Their studies have prepared them with spotty domain knowledge and virtually no process knowledge. By spotty domain knowledge, I mean that an engineering student will learn only most of the basic technical knowledge and almost none of the other knowledge they need - knowledge about management, politics, etc. By process knowledge, I mean the kind of knowledge needed to perceive how real life work actually happens, how to maintain direction in light of nearly constant interruption and distraction, how to adapt to constantly changing needs from colleagues, clients, and management. This isn’t to say that we need to stop teaching the technical stuff. This is to say we need to teach it differently, and we need to add more of other stuff.
Our students aren’t stupid. If we gave them a chance to learn how product development happens - instead of just how design happens - they’d be much better at their jobs, and all of society would benefit.
(I must admit, I’m being a little too categorical here. There are certainly several universities that do in fact teach much more broadly. But there are too many other schools that still teach like it’s 1815 and not 2015.)
So, why are we design educators borking it up so badly? I can think of several reasons.
Institutional inertia. People are just too busy and too tired to put in the massive efforts needed to substantively alter curricula, and the paperwork one has to go through is soul-destroying in scope.

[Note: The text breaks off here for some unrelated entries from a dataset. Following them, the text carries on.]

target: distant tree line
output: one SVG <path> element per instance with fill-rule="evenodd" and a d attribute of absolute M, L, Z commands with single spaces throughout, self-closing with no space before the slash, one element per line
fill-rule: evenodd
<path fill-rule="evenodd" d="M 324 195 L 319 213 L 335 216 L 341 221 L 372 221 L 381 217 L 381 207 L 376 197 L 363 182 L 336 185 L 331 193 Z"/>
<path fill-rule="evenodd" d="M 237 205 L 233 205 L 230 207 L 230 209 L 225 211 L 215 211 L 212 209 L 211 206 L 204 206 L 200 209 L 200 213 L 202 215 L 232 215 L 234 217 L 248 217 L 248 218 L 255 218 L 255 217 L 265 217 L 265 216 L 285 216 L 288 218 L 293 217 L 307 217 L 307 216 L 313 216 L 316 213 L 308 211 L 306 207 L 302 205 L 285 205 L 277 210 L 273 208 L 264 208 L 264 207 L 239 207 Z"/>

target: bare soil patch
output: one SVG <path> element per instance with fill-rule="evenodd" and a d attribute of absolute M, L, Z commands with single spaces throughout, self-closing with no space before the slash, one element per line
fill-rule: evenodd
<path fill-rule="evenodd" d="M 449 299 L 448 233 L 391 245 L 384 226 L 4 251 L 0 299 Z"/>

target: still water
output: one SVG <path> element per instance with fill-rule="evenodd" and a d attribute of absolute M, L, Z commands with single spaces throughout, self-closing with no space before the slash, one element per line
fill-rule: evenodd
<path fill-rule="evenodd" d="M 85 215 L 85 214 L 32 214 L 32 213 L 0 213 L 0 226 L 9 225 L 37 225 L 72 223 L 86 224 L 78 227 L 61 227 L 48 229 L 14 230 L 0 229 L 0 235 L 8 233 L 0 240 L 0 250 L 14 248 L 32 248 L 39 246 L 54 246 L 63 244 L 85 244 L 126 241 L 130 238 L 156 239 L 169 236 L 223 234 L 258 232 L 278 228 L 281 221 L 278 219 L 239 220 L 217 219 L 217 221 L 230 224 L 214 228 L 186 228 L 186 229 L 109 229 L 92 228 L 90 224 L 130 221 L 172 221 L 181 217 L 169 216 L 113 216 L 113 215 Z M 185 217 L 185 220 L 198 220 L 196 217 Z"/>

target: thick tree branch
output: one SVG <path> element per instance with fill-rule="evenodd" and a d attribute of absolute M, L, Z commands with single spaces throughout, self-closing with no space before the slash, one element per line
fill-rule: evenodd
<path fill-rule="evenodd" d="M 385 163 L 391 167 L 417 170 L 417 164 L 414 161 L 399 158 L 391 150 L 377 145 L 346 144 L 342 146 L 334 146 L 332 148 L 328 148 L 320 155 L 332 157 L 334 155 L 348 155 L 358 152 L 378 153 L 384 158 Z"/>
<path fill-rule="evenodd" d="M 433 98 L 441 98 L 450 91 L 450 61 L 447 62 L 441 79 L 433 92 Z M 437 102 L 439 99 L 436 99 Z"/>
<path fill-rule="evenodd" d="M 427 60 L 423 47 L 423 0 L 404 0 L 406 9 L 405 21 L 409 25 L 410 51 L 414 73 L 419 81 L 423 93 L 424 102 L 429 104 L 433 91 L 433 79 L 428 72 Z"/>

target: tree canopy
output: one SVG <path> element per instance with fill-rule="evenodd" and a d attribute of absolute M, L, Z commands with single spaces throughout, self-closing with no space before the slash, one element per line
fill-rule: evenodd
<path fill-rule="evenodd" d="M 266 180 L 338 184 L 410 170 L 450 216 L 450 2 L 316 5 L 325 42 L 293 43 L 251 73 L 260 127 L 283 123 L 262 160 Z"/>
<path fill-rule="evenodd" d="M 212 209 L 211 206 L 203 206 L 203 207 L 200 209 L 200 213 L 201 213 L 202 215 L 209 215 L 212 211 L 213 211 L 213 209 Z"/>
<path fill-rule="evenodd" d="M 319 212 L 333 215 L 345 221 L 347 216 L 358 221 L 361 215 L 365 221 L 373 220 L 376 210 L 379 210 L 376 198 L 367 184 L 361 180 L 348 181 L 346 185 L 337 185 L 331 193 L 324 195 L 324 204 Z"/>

Political fear. It can be horribly difficult - especially in a politically correct environment of faux openness and transparency - to change. Change implies that the previous way wasn’t the right way or the best way, which means students weren’t getting the best possible education, which means some people will (quite irrationally) demand “recompense” for faulty past teaching; budgets will be cut, heads will role, and all kinds of other apocalyptic tripe will happen.

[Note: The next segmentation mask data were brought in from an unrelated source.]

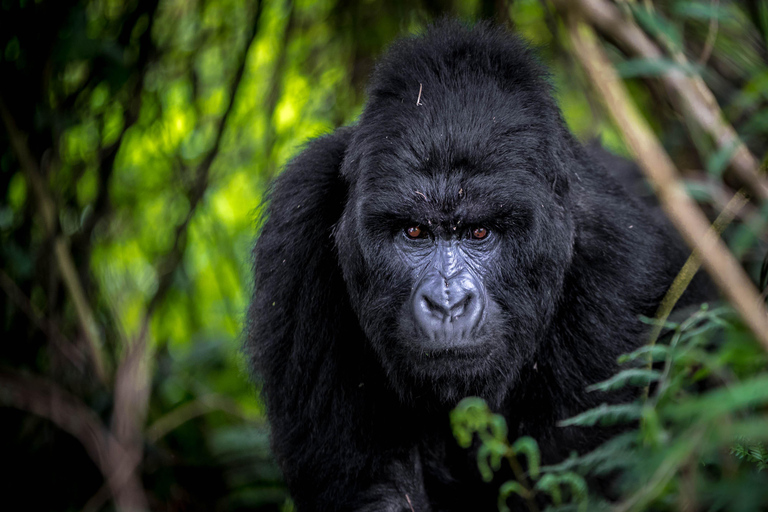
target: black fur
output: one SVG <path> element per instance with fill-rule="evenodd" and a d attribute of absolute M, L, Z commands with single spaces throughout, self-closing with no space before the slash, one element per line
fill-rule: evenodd
<path fill-rule="evenodd" d="M 625 398 L 585 387 L 642 342 L 638 316 L 686 251 L 603 167 L 623 161 L 573 139 L 500 29 L 444 22 L 395 43 L 369 96 L 277 179 L 254 251 L 247 350 L 275 456 L 300 511 L 495 510 L 447 412 L 484 397 L 545 462 L 593 448 L 601 431 L 557 422 Z M 414 269 L 393 237 L 410 221 L 494 233 L 470 262 L 488 295 L 479 348 L 428 353 L 409 330 Z"/>

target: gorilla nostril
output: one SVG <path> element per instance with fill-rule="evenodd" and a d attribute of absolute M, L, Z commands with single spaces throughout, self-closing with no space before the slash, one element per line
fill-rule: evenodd
<path fill-rule="evenodd" d="M 451 306 L 451 322 L 459 318 L 469 309 L 469 303 L 472 302 L 472 295 L 467 295 L 462 300 Z"/>
<path fill-rule="evenodd" d="M 443 305 L 440 304 L 439 301 L 433 299 L 429 295 L 426 295 L 426 294 L 422 295 L 421 296 L 421 300 L 424 303 L 424 306 L 425 306 L 424 309 L 426 309 L 427 311 L 429 311 L 433 315 L 435 315 L 437 317 L 440 317 L 440 318 L 448 315 L 448 309 L 443 307 Z"/>
<path fill-rule="evenodd" d="M 421 302 L 424 311 L 429 312 L 439 320 L 450 322 L 460 320 L 464 314 L 471 314 L 474 306 L 472 294 L 466 294 L 451 304 L 450 298 L 436 298 L 424 293 L 421 295 Z"/>

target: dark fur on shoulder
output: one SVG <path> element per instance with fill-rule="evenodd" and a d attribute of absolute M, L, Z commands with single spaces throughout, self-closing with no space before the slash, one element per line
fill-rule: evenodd
<path fill-rule="evenodd" d="M 544 462 L 604 440 L 557 423 L 627 398 L 585 388 L 643 341 L 639 315 L 687 255 L 605 167 L 628 165 L 573 139 L 545 71 L 501 29 L 443 22 L 391 47 L 358 124 L 276 180 L 254 250 L 246 349 L 300 511 L 496 510 L 450 433 L 466 395 Z M 423 348 L 409 309 L 422 270 L 398 249 L 409 222 L 435 240 L 493 233 L 461 242 L 485 301 L 467 346 Z M 680 305 L 701 298 L 695 284 Z"/>

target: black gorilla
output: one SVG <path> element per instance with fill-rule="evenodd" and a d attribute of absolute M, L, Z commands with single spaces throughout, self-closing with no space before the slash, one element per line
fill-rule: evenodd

Intellectual stagnation. After enough time of always teaching the same way, it’s easy to come to think that it's the only way to teach a subject well. I feel that pressure myself, and I sympathize - especially since only a fraction of new teaching knowledge is anything more than a silly fad.
Lack of experience. Virtually all current design educators were taught to think in ways that are decades old and (probably) decades out of date. We’ve effectively been brainwashed. What’s worse, many of us lack the real life experiences (albeit understandably) to help students learn about real life product development. And because of this, we tend to just perpetuate the attitudes and approaches that we ourselves learned. It’s a real catch-22.
Lack of an evidence-based body of knowledge. Comparatively speaking, the body of knowledge on real life product development is virtually non-existent. I’m not talking here about the get-rich-quick schemes that seem to populate the bestseller lists on innovation and design. I’m talking about serious, reproducible, well-evidenced, scientifically grounded research in how product development does and should happen. Without that research, we can’t build a curriculum to help others learn.
There’s probably other reasons too, that I haven’t even thought of yet.
Research is, I think, key. We don’t have the body of knowledge in place, so even the most forward-thinking schools are really using anecdotal evidence to support their curriculum design. But we do have a fairly robust population of design researchers with a keen interest in experimentation. We need to foster that research as much as possible - more than we do now. The research will drive changes in both practice and education.
We also need to find new ways to study how design organizations actually work. These days, it’s virtually impossible to do this because product development processes are treated nearly universally as geese that lay golden IP eggs. Companies will simply not share that information. But without it, the research cannot move forward.
We need to break the moulds of departmental “silos” because product development cuts across all the “classic” disciplines and fields.
Most importantly, though, we need to stop thinking about design as if it were real life.